Data technology firm Rambus is introducing a new solution for central banks and clearing houses to heighten security of payments using tokenization.
The company announced news on Wednesday (May 9) that it is launching its Payment Account Tokenization solution to combat fraud in direct credit, direct debit and person-to-person (P2P) payments. Central banks and clearing houses will be able to replace account numbers with unique tokens to safeguard sensitive information, Rambus explained, adding that the solution can enhance security for ACH and real-time payments.
“Tokenization has already been proven successful in securing mobile payments worldwide,” said Rambus SVP and General Manager of the firm’s Security Division Bret Sewell in a statement. “Our Payment Account Tokenization does the same for real-time payments, enabling account-based transactions to be processed faster and safer than ever before.”

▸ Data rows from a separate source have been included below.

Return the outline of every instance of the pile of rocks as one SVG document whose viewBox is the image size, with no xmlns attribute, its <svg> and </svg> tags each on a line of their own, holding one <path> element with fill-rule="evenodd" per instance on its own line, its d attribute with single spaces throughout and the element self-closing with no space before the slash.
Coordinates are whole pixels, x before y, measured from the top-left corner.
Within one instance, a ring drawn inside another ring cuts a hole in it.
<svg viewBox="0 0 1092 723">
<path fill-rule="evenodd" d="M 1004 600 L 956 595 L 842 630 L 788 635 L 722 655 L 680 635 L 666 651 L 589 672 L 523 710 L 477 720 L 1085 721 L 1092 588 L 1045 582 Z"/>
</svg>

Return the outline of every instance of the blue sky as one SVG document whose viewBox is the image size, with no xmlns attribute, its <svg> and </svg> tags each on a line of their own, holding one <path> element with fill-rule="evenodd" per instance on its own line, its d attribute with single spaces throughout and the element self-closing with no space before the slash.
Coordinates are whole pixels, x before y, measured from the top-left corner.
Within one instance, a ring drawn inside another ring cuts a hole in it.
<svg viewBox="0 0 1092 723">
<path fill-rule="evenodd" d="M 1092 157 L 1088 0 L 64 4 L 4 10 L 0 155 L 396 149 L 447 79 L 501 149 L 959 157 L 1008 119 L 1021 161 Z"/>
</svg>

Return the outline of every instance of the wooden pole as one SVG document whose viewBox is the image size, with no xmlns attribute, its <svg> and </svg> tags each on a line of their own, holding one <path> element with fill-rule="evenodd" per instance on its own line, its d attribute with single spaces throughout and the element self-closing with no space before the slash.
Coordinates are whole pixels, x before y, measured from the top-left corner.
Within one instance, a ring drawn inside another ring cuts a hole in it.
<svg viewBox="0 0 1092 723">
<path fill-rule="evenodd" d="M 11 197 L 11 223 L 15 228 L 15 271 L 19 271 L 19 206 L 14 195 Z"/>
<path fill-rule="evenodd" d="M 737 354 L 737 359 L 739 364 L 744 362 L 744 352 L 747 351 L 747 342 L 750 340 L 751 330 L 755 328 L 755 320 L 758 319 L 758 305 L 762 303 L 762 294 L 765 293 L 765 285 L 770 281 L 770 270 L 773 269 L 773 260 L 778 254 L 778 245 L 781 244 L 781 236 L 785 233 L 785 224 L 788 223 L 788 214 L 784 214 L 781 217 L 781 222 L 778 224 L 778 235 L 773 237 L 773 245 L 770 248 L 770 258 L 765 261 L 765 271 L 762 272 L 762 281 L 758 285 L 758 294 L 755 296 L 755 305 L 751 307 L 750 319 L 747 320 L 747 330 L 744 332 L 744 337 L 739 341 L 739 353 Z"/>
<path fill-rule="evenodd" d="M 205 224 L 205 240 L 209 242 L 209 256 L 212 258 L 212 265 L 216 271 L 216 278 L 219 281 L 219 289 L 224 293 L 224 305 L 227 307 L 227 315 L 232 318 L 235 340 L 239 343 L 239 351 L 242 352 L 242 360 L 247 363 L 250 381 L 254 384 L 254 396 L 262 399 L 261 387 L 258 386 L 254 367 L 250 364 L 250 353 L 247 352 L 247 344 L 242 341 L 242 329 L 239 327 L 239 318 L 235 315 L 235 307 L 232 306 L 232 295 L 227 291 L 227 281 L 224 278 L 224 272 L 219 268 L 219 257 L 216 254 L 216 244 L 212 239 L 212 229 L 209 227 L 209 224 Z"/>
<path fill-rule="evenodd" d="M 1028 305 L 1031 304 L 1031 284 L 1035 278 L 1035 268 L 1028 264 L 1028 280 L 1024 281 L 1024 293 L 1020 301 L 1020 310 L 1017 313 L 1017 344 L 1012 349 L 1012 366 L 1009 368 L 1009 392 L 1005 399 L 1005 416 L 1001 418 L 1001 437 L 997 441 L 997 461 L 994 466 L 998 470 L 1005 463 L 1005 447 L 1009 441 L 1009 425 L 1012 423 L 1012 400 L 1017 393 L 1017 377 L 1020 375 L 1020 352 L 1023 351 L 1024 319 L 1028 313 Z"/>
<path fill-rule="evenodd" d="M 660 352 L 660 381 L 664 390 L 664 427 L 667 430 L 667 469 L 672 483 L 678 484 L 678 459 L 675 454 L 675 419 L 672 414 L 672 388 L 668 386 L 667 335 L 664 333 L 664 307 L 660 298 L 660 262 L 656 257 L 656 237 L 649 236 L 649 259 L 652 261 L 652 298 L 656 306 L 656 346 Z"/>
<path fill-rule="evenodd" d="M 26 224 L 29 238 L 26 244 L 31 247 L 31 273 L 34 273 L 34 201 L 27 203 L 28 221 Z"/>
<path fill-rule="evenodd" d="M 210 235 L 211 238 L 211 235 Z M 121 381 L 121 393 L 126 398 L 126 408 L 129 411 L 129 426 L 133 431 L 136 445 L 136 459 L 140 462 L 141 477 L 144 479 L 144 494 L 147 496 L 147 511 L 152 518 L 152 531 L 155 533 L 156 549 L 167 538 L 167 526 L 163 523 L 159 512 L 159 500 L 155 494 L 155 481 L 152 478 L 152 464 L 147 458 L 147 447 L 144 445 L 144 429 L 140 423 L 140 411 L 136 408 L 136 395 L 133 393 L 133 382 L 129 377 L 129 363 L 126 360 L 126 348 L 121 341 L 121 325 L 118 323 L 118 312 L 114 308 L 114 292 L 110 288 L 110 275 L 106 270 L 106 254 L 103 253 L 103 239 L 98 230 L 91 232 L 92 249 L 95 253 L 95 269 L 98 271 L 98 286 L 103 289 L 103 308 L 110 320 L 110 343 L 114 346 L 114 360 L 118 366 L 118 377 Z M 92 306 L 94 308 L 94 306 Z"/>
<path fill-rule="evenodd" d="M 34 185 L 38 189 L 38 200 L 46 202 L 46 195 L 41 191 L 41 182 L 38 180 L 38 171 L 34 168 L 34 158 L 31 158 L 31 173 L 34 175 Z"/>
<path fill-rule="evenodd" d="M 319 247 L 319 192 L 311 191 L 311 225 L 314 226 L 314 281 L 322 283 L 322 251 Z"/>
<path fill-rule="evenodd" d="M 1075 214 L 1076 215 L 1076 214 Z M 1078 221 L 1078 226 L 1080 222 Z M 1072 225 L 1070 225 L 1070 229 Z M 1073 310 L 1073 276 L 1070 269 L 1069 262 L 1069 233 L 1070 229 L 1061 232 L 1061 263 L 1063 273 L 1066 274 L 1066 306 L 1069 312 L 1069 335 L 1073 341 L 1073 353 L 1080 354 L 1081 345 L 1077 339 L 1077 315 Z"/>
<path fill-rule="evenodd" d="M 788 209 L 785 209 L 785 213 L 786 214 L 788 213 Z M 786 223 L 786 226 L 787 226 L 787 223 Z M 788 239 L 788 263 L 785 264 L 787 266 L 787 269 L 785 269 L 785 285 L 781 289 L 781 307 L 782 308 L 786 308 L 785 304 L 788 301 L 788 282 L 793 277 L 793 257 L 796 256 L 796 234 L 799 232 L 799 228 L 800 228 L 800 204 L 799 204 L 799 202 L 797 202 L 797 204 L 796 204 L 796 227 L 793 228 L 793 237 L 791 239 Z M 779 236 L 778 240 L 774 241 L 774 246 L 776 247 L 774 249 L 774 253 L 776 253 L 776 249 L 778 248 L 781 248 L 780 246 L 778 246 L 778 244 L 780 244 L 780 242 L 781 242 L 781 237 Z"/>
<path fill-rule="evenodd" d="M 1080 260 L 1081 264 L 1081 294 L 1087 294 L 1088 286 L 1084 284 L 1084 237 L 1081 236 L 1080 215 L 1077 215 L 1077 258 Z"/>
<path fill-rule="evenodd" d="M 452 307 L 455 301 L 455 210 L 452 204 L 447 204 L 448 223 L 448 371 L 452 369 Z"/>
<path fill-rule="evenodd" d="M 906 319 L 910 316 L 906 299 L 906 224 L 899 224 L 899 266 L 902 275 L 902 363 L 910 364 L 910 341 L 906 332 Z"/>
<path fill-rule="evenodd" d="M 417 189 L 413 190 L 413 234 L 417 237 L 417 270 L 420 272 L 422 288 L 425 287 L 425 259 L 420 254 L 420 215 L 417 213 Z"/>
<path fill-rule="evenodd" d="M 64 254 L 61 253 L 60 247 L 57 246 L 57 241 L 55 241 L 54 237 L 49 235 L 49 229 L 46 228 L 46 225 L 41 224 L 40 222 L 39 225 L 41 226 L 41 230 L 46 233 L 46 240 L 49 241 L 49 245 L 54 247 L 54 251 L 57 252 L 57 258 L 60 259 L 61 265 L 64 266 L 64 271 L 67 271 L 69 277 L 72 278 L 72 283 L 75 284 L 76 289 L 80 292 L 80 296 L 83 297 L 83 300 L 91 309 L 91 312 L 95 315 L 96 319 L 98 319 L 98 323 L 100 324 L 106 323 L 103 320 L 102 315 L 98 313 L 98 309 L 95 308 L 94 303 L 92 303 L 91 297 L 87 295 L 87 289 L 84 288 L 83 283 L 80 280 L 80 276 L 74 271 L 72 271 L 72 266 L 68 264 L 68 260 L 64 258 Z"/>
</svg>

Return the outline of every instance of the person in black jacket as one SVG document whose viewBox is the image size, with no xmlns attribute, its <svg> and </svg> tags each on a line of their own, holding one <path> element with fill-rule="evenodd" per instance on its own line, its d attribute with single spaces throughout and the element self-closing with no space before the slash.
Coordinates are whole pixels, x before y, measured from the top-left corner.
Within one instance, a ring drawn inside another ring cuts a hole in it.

In its announcement, Rambus highlighted commentary from 451 Research principal analyst Jordan McKee.
“Digital has paved the way for fast and easy payment experiences, prompting a rise in account-based transactions,” McKee said. “Fraudsters have made note of this trend and are increasing their focus on account credentials given their growing disbursement across many locations, including eCommerce websites, mobile and P2P wallets, invoices and payroll.”
“To protect customers and thwart fraudulent attacks, businesses must implement security tactics that serve to eliminate the use of sensitive credentials in the transaction flow,” he added.
Rambus has integrated additional features into its solution, including lifecycle management for banks to manage tokenized bank account numbers by suspending or reactivating them. Banks can also control domains, enabling them to limit tokenization to a particular merchant, channel or spending amount.
The acceleration of payments has led some analysts to raise concerns about the ability for companies, consumers and the financial services industry to identify and combat fraud. Data from NACHA, however, found no increase in fraud reported by banks since the rollout of Same Day ACH last year.